I'll have been abandoned my blog for like 9 months.
Yes i'm freaking lazy to update, but after I read some blogs and the dreadful environment on facebook recently, I decided to blog as much as I can for the next week days (If possible I would like to blog everyday).
HOPEFULLY
I am a person who like to think. Even if i'm looking a glass of water, I can think till very far and fantasize many thing. I guess imagination is a good thing eh?
After learning Entrepreneurship Skills for the past 3 months, I've developed myself even stronger in thinking, but eventually this has developed two sides of me.
I start to think nonsense and things that impossible to fulfill. I think one day I might get trouble for thinking too much, and signs have already started (I guess so).
For the past 3 months, I found myself to have fall in love with someone. At first, it was such an amazing feeling, but as times goes on I starting to contradict with this feeling. It was because the girl is such an amazing, yet unpredictable girl.

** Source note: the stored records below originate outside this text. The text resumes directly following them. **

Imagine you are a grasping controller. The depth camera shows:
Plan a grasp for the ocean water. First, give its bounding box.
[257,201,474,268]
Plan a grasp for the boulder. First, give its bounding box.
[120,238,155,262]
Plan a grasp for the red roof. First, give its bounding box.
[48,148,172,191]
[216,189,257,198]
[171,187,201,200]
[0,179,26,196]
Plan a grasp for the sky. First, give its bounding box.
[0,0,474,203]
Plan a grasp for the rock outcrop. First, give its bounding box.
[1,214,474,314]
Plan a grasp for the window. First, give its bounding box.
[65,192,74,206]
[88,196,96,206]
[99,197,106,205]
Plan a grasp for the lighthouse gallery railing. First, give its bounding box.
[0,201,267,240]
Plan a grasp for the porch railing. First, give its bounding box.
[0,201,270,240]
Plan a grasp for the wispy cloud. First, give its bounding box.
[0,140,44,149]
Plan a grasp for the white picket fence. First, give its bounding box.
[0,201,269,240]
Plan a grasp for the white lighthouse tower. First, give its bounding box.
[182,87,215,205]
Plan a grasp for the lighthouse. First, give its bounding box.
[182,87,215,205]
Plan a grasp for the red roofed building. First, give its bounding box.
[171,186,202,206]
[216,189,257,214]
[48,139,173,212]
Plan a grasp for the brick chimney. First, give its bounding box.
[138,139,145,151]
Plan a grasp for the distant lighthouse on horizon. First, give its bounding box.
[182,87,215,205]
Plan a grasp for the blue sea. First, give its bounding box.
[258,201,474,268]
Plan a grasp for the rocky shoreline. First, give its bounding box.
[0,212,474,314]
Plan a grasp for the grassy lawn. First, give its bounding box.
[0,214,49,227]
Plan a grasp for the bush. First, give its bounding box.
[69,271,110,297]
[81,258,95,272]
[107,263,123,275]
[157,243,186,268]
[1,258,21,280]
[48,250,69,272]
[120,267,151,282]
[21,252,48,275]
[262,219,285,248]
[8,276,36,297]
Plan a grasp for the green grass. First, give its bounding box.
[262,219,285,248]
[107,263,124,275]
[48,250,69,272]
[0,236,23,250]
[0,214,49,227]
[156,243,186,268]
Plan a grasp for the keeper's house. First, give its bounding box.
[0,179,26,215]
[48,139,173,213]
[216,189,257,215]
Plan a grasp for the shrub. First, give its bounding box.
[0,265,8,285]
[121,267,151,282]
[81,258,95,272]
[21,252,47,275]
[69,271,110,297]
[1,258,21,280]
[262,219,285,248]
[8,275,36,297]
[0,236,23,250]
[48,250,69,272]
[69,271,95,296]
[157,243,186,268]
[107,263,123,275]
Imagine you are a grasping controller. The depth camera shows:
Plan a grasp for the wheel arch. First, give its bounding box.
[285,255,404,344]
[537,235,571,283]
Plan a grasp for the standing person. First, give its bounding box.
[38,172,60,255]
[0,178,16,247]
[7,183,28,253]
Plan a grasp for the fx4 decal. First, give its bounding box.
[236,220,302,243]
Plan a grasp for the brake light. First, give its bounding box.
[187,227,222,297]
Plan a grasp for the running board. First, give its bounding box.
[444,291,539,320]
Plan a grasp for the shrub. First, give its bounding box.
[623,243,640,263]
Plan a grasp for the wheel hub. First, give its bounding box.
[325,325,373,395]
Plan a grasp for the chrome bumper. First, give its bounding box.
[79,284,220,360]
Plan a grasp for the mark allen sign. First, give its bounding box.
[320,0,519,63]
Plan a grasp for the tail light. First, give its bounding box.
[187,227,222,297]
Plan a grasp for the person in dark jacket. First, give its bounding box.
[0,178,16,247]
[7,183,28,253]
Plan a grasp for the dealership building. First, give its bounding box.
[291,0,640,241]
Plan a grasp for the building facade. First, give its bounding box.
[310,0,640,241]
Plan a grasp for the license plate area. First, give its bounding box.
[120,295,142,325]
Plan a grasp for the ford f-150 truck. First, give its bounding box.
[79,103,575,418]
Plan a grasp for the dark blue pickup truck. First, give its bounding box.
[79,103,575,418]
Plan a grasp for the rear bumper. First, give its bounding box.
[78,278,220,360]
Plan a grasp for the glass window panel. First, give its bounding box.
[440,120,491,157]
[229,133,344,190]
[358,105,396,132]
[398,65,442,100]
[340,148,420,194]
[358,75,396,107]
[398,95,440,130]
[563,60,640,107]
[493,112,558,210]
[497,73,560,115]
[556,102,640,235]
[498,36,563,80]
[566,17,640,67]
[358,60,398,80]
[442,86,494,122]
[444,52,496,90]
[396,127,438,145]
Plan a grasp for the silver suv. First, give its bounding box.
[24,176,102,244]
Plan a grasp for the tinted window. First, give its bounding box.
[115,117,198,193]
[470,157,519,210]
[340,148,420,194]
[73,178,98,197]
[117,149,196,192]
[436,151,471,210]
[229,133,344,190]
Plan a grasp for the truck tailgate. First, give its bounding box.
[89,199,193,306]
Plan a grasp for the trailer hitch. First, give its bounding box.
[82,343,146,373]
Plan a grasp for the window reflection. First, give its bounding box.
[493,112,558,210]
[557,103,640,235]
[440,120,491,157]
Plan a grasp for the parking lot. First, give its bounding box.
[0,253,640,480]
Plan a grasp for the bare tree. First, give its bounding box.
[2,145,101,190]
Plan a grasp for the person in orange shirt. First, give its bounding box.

I began to doubt myself for having this feeling. But sometimes, "if you love someone it does not mean you must get her". All I can do is bless her future and help her as to my fullest, that's my love to her that I can do best.
Suddenly, there's a sentence of lyrics from the song 童话 best suits my feeling now.
“我愿变成童话里,你爱的那个天使,张开双手变成翅膀守护你”
I'm starting to understand Gotham Dark Knight's feeling, sometimes all you can do is PROTECT without hoping any returns.
There's always a reason for something. Perhaps, I'm her dark knight in this case.